Todos los días, en las mañanas de este edificio, se produce un diálogo contradictorio. Se escuchan voces y quejidos que salen de ventanas diversas, de vidas diferentes. Se oyen parlamentos que hablan, mientras sigo en la cama, de porvenires opuestos.
Los registros varían. Y entre ese coro polifónico, cual acordes acentuados, destacan los sonidos de dos habitantes anónimos.
Uno de ellos entona desde su baño, quizá mientras se afeita, canciones profundas y melodiosas que parecen venir de lejos, de una cueva difícil, de su diafragma entrenado.

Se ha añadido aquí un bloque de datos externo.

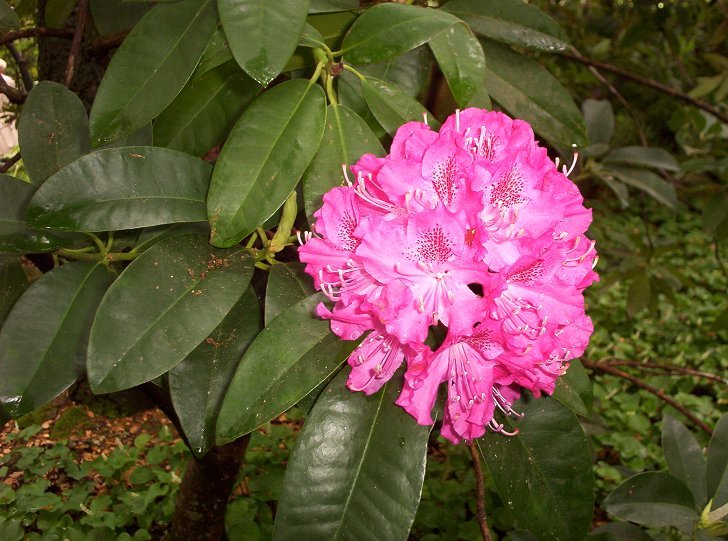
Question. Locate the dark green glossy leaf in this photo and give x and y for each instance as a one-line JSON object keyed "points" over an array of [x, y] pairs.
{"points": [[264, 158], [151, 67], [167, 302], [543, 474], [685, 458], [531, 93], [123, 188], [346, 138], [356, 471], [389, 30], [52, 130], [717, 470], [287, 360], [198, 384], [574, 389], [43, 356], [287, 285], [391, 106], [461, 59], [647, 181], [643, 157], [8, 18], [653, 499], [262, 34], [206, 110], [15, 235], [13, 282], [512, 22]]}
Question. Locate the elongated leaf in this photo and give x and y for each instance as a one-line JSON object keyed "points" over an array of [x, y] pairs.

El hombre es un tenor —la voz elegante, el vibrato vigoroso— que canta himnos a la nostalgia: una suerte de heraldo matutino, un mensajero que trae noticias tristes desde quién sabe dónde.
El otro, también madrugador, parece ser un enfermo terminal, un desahuciado. Regularmente se le escucha toser, vomitar, soltar arcadas y gemidos y carraspeos tortuosos cuando se agacha, estoy seguro, en algún rincón junto al excusado.
A veces imagino que el tenor dedica sus canciones al vecino afligido. Pienso, tal vez con afán reparador, que sus serenatas huérfanas tienen ese destinatario infeliz. O al revés: que la desgracia del paciente inspira el abatimiento de las melodías.
Luego descarto mis conjeturas y admito, resignado, que de estos contrapesos están llenas nuestras horas. Que así es la cosa. Y me dedico, igual que cada mañana, a escuchar ese careo definitivo, ese pulso que libran con denuedo la belleza y el horror. La vida y la muerte.

9.8.08

Mirón

Allí, en el edificio de enfrente, el tipo en ropa deportiva abre los candados y las puertas del pequeño local. Sigue agachado cuando aparecen, tomadas de la mano, dos chicas —flacas, las nalguitas apretadas, las tetas muy llenas— que corren para escapar de la lluvia. Ambas, siempre juntas, cruzan el breve jardín y entran al edificio.
Durante los diez o doce segundos que dura la escena, el tipo no deja de mirarlas, distraído, interrumpiendo su tarea y sosteniendo el manojo de llaves en la mano caída.
Las chicas desaparecen por un corredor lateral.
Y el sujeto, ese pobre atleta deslumbrado, parece meditar durante un instante, parece decidirse: necesita prolongar el espectáculo. Se levanta. Camina sigiloso, casi en puntillas hasta la esquina de la pared. Allí se inclina, asoma la cabeza con cuidado, se demora estudiando los dos culitos que se alejan.
Y sólo entonces, con una sonrisa y meneando la cabeza, da media vuelta y regresa al local.